Dans une procédure relevant de la LFAIE (ou Lex Koller, la loi qui encadre l’achat d’immeubles par des personnes étrangères), il m’a été reproché d’avoir tenu des propos « inadmissibles », mettant en cause la probité, l’intégrité et le travail de l’autorité, parce que je critiquais la manière dont elle avait instruit le dossier.
La Cour de droit administratif et public du Tribunal cantonal vaudois s’est prononcée le 23 décembre 2025.
Résultat : recours admis, décision annulée, CHF 2’500.- de dépens à charge de l’État de Vaud.
L’arrêt rappelle plusieurs principes simples, mais essentiels :
– La LFAIE vise à prévenir l’emprise étrangère sur le sol suisse (art. 1 LFAIE).
– Le principe est l’assujettissement à autorisation.
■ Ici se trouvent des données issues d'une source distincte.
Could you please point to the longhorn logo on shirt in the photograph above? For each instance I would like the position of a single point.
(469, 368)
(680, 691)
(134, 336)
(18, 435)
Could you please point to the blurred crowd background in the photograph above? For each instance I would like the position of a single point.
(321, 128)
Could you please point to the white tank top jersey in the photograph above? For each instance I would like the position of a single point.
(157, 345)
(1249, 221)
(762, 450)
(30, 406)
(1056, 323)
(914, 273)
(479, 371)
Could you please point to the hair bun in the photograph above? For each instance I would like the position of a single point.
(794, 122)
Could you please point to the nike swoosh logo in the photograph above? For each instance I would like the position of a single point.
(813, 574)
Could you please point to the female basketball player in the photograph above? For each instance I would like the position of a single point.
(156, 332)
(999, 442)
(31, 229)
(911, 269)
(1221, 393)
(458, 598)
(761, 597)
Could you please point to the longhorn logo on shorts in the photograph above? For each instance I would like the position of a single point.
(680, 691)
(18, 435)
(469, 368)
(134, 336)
– L’exception de l’établissement stable (art. 2 al. 2 let. a LFAIE) doit être interprétée restrictivement.
– L’immeuble doit servir directement et durablement à une activité économique effective.
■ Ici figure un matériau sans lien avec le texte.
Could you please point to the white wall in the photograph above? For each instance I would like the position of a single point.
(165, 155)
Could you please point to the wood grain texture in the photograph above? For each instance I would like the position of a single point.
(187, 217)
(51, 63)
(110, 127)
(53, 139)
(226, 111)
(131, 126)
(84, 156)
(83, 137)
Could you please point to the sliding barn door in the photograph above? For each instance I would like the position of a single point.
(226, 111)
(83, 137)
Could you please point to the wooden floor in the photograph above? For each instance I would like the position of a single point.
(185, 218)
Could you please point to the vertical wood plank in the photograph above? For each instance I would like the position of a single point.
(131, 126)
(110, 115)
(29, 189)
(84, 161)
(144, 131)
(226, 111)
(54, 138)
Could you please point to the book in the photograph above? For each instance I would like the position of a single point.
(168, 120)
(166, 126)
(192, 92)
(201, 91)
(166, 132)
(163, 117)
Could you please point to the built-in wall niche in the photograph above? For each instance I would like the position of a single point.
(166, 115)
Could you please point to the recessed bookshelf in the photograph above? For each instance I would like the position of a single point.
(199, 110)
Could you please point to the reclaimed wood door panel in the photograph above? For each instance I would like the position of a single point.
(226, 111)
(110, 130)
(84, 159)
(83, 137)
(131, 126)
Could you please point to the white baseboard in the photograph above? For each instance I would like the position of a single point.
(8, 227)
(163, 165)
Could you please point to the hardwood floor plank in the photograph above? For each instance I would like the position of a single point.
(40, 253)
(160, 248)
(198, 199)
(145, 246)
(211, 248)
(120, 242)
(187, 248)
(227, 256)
– L’habitation est en principe exclue, sauf accessoire strictement nécessaire.
– Le non-assujettissement suppose un concept concret, précis et immédiatement vérifiable.
De simples déclarations d’intention ne suffisent pas. La Cour relève que l’état de fait n’est pas établi de manière suffisante : il subsiste des incertitudes importantes quant à l’usage effectif des bâtiments, des contradictions sur la part résidentielle et l’absence d’un concept d’exploitation suffisamment étayé.
La décision est purement et simplement annulée (et non renvoyée à l’autorité précédente, comme le mentionne par erreur le chapeau de l’arrêt).
Le contrôle juridictionnel n’est pas un affront, c’est le fonctionnement normal de l’État de droit.
Lorsqu’une décision administrative ne résiste pas à ce contrôle, ce n’est pas une question de susceptibilité, c’est une question de droit.